松村涼哉 『1パーセントの教室』 (電撃文庫)

1パーセントの教室 (電撃文庫)

1パーセントの教室 (電撃文庫)

日比野は、両目から大量の涙を流していた。そして、その瞳をまっすぐオレに向けながら「雨ケ崎さん」と先ほど通りのクールな声で、泣いたまま告げた。


「恋をしました、キミに――」

真水高校いちの美少女,日比野明日香は,そばにいる者に漏れなく不幸が降りかかるという噂から,「死神」と呼ばれていた.祭りの日,平凡な高校生,雨ケ崎誠也は,彼女から突然の愛の告白を受ける.それが破滅へのカウントダウンの始まりだった.
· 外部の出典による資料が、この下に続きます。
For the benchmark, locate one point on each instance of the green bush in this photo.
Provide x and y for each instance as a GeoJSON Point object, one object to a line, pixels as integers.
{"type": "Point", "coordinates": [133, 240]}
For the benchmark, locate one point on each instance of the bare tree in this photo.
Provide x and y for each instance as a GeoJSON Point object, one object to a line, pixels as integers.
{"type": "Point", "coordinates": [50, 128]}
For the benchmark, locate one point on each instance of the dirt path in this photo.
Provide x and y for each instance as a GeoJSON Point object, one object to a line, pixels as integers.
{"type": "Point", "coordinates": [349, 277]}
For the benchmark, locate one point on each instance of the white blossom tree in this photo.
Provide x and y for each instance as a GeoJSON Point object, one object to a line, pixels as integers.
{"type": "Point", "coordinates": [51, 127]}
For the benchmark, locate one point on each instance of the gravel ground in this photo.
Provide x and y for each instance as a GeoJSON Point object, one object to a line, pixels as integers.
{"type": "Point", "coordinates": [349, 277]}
彼女に関わった者は,99パーセントの確率で破滅する.大枠は青春ミステリなんだけど,そこに「教室」と「祭り」が複雑に絡み合うことで,なんとも不思議で胡乱な読み心地になっていた.と言っても,あとがきでも言われているように,デビュー二作()に共通していた病的な重苦しさや痛々しさは薄め.比較するとだいぶ読みやすい.

ヒロインである日比野の存在感が強いおかげで,ストーリー全体に救いがあるように見えるのかな.「死神」と呼ばれる,基本的にはクールな無表情キャラなのに,時々お茶目な面を見せたり,情熱的な面があったりと,実は多くの表情を持っている.実に可愛らしい.おかげで終盤まで「教室」に闇があることに気づかなかった.リーダビリティの高さもあって,例えるなら酒を飲んでいるつもりで毒を飲まされていた,みたいな読後感よ.これが電撃文庫ではなく,ミステリフロンティアから出ていたら違和感がなかったかもしれない.先が気になる.続きが出るのをお待ちしております.